Blog
Building Big with Trust and Confidence

After a 27-year career in the military and many years of subsequent experience with one of the world’s largest contractors, I’ve seen my share of ambitious development projects. Before joining Dewberry, for example, I helped oversee design and construction of the large U.S. embassy complex in war-torn Kabul, Afghanistan—a project which, I was sure at the time, would be the most demanding of my career.

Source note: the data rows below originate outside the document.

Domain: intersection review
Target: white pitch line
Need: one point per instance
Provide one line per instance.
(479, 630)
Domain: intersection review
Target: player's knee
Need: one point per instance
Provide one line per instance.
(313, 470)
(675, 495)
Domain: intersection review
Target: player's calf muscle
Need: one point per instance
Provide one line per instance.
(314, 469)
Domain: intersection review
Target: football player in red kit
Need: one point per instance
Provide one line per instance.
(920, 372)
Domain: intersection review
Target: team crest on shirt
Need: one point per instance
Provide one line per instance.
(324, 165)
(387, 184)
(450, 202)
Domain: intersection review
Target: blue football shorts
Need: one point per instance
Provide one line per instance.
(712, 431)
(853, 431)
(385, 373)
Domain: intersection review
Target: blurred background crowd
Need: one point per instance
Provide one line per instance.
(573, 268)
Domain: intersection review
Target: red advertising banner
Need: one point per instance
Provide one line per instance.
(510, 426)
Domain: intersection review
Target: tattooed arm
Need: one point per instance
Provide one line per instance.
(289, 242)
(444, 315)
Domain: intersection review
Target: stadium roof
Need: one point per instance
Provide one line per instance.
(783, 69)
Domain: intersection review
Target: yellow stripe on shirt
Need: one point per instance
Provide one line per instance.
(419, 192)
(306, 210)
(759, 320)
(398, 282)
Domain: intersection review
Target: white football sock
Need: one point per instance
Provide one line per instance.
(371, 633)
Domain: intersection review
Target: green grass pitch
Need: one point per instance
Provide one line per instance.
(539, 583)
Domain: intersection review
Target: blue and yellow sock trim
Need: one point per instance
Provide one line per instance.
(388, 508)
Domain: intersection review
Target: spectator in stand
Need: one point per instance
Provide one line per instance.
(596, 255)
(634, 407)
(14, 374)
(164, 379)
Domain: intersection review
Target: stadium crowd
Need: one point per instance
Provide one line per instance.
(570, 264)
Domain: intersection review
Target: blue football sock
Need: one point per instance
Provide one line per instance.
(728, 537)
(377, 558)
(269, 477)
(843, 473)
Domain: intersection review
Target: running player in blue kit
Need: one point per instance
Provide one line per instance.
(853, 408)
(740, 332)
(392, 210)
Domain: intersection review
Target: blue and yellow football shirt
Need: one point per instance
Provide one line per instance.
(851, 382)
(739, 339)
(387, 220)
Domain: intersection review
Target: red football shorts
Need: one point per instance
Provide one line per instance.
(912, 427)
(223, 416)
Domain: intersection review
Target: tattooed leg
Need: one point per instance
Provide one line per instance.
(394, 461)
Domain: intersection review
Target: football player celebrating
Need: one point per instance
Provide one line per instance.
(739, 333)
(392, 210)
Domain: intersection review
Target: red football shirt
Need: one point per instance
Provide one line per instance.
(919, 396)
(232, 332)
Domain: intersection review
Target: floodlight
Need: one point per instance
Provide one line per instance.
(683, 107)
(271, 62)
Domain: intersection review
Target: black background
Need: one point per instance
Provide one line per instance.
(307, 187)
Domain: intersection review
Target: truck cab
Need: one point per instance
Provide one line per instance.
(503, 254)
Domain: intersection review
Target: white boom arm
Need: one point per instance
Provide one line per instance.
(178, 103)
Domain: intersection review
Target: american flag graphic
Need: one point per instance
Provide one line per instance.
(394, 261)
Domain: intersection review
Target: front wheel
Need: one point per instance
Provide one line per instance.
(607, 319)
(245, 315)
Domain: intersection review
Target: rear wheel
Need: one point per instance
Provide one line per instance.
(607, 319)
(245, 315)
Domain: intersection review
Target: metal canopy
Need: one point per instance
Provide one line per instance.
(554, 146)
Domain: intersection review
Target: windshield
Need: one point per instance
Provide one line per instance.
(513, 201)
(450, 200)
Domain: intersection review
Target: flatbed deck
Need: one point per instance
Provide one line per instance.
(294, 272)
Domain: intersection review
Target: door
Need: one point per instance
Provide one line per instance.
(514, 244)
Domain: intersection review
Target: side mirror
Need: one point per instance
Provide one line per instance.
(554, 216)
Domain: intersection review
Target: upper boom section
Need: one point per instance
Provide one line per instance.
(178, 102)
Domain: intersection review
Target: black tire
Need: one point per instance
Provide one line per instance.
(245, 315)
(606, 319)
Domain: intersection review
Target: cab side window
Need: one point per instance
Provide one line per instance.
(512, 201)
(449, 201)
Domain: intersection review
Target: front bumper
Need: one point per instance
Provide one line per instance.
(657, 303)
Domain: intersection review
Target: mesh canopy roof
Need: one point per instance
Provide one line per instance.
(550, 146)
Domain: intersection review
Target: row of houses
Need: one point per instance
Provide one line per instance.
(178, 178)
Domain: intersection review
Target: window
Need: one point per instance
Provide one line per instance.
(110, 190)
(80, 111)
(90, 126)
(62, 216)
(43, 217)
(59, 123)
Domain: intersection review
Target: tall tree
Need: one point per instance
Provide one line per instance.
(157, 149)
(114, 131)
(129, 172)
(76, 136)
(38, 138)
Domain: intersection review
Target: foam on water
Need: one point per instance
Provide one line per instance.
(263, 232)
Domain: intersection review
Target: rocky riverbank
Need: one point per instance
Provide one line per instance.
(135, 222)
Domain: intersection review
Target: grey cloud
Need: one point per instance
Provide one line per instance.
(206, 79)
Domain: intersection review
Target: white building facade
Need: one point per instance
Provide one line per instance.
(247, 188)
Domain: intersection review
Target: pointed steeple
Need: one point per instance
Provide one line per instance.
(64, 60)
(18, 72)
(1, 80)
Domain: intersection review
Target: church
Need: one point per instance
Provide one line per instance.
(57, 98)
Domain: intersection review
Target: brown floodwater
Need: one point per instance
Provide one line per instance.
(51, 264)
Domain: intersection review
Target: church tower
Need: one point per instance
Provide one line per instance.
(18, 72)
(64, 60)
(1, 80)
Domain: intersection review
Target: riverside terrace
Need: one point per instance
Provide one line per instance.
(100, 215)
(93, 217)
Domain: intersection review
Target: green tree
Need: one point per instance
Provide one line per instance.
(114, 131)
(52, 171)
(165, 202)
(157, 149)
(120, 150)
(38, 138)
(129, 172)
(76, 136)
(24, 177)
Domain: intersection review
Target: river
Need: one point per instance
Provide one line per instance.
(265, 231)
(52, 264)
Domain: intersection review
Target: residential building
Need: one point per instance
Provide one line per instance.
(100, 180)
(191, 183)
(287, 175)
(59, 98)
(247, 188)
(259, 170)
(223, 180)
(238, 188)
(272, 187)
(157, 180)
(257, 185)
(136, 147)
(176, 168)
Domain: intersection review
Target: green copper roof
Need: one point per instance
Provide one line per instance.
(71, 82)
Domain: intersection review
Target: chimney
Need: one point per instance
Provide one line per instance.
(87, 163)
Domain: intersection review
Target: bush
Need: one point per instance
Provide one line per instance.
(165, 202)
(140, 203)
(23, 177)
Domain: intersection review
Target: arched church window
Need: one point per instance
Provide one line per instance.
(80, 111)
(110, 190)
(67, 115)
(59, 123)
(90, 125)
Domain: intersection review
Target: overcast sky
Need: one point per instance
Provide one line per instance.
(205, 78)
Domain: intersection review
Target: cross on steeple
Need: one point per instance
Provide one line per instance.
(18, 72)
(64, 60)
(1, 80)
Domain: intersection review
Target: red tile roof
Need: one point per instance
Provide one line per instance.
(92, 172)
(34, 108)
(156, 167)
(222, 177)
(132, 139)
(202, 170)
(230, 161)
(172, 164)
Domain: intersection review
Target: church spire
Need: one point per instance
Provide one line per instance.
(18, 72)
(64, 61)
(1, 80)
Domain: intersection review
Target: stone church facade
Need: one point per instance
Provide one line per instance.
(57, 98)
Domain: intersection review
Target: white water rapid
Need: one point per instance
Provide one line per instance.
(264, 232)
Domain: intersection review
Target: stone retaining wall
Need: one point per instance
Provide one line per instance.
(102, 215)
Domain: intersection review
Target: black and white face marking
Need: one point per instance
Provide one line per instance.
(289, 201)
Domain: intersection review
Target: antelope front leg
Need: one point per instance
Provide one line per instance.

That is, until I started on the Fort Belvoir Community Hospital. This $1-billion, 1.27-million-square-foot complex kicked off in late 2006 and is now welcoming its first patients, including a baby born on August 31—the first patient day! Design and construction of the hospital has been monumental in scope, stringent in project requirements (including sustainability), and record-setting in pace. A healthcare facility of this size and complexity normally takes 10 to 12 years to go from the planning phases to opening its doors; our team did it in five years and three months.

The Fort Belvoir Community Hospital is an all-new facility set on 75 acres, with vast requirements for infrastructure and an accelerated schedule necessitated by the 2005 BRAC legislation. The Integrated-Design-Bid-Build (IDBB) contract brought together veteran industry leaders in design and construction. We are teamed with HDR, with HDR providing hospital design and Dewberry providing design of many of the support facilities, parking garages, and infrastructure, including the central utility plant and roadways. Turner Construction and Gilbane Building Company joined forces as the joint venture contractor. The U.S. Army Corps of Engineers, the Army’s Health Facilities Planning Agency, and the Fort Belvoir Installation were the other critical members of the team.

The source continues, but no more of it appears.